Country Day School
Location: Alajuela, Costa Rica
Authors:
Stantec (SHW Group)
Trey Laird, AIA
Luis Ayala AIA
Taryn Kinney, AIA
Gilda Ketterer, Raul Piñol, AIA
Architect of record:
Garnier Arquitectos
Renders: Ramy Hanna (Tiltpixel)
Date: Oct 2013 - Aug 2016
The COUNTRY DAY SCHOOL, founded in 1963, is a private, English-language, PK-12 school. The purpose and standards are comparable to selective U.S. independent and college-preparatory schools. Outdated, under-sized facilities and site limitations were the impetus to create a new campus in Alajuela, just outside of San Jose, Costa Rica.

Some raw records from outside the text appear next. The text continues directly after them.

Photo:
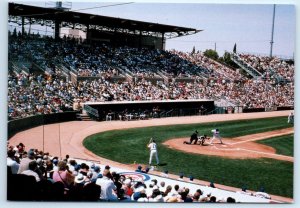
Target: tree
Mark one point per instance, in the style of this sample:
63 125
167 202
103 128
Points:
234 48
211 54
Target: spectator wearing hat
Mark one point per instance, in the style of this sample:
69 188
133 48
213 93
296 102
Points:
197 195
41 170
107 187
32 171
127 186
96 173
63 174
123 197
24 165
55 163
139 169
193 139
84 169
11 162
19 149
71 165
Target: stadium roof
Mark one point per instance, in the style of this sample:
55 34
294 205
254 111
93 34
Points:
53 14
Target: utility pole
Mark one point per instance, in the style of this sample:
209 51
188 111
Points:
272 34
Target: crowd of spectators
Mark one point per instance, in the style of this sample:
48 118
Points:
270 67
31 94
34 175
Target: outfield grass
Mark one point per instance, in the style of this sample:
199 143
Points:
129 145
284 145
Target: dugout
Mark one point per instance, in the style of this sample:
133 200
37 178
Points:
152 109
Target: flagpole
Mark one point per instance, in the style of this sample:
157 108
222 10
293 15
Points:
272 34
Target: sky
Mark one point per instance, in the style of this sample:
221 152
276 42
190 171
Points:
213 30
223 25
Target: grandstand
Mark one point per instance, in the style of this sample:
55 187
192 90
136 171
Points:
121 71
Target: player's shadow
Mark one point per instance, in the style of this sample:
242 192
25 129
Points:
162 164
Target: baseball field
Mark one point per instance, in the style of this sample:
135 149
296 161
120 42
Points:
264 157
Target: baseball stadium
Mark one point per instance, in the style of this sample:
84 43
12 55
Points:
99 110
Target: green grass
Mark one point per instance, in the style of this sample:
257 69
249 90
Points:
129 145
284 145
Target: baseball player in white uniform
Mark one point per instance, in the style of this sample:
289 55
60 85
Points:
216 135
153 151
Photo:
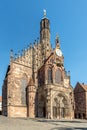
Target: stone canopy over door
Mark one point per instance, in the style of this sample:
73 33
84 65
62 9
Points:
60 107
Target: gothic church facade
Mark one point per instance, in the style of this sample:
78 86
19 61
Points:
36 83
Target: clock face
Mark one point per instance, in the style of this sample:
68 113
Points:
58 52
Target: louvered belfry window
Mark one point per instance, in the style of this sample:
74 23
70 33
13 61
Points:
50 76
58 76
23 91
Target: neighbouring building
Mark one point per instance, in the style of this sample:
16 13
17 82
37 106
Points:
0 105
36 83
80 94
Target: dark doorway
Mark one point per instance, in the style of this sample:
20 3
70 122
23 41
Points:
62 112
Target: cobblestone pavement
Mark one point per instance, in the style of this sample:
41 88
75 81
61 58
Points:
41 124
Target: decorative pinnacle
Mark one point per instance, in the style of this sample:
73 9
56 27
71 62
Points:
57 38
44 12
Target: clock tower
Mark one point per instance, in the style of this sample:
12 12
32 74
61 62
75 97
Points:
45 37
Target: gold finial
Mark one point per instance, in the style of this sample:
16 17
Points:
44 12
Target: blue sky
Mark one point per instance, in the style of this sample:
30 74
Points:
20 25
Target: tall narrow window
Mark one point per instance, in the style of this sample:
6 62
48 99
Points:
58 76
23 91
50 76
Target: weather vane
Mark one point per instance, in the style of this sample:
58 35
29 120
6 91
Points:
44 12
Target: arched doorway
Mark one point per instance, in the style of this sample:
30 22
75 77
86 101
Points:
42 107
60 106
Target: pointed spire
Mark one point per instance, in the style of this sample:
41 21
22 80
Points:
57 38
11 55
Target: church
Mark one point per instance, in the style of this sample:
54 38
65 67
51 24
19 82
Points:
36 83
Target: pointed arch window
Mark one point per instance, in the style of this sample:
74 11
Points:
23 90
58 76
50 76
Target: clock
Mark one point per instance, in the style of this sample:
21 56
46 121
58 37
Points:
58 52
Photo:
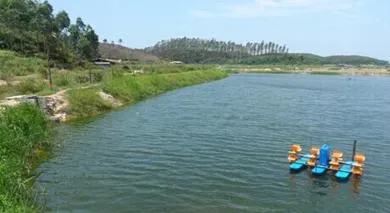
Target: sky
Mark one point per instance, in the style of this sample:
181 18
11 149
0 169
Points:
323 27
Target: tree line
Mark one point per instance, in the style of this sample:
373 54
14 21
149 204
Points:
212 45
30 27
196 50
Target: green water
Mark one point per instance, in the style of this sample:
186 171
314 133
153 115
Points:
222 147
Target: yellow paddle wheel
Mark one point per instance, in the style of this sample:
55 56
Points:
314 152
337 156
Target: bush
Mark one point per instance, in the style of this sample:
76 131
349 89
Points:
31 86
63 79
131 89
23 129
86 102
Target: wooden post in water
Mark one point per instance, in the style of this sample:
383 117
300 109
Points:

New facilities offer great opportunity for learning yet at the risk of losing authenticity and community ties that had developed over the last fifty years. Parents and school administrators mandated that we not only respect the Costa Rica climate but also the CDS community values. Observing nation-wide goals of being the first carbon-neutral country by 2020, the school design was conceived as a Net-Zero Ready building from the initial design stages.
The project is based on taking advantage of Costa Rica’s benevolent weather, allowing all rooms to open directly to the exterior, utilizing passive ventilation, and extending learning opportunities to generous outdoor, covered spaces. A central quad provides a school-wide campus identity non-existent in their current campus and organizes all of the smaller communities. Four different houses-Early Childhood, Elementary School, Middle School and High School-are placed on the site respecting topography, vegetation, day lighting and cross ventilation patterns. Each house embraces its own courtyard which becomes the central forum for the community and activities within.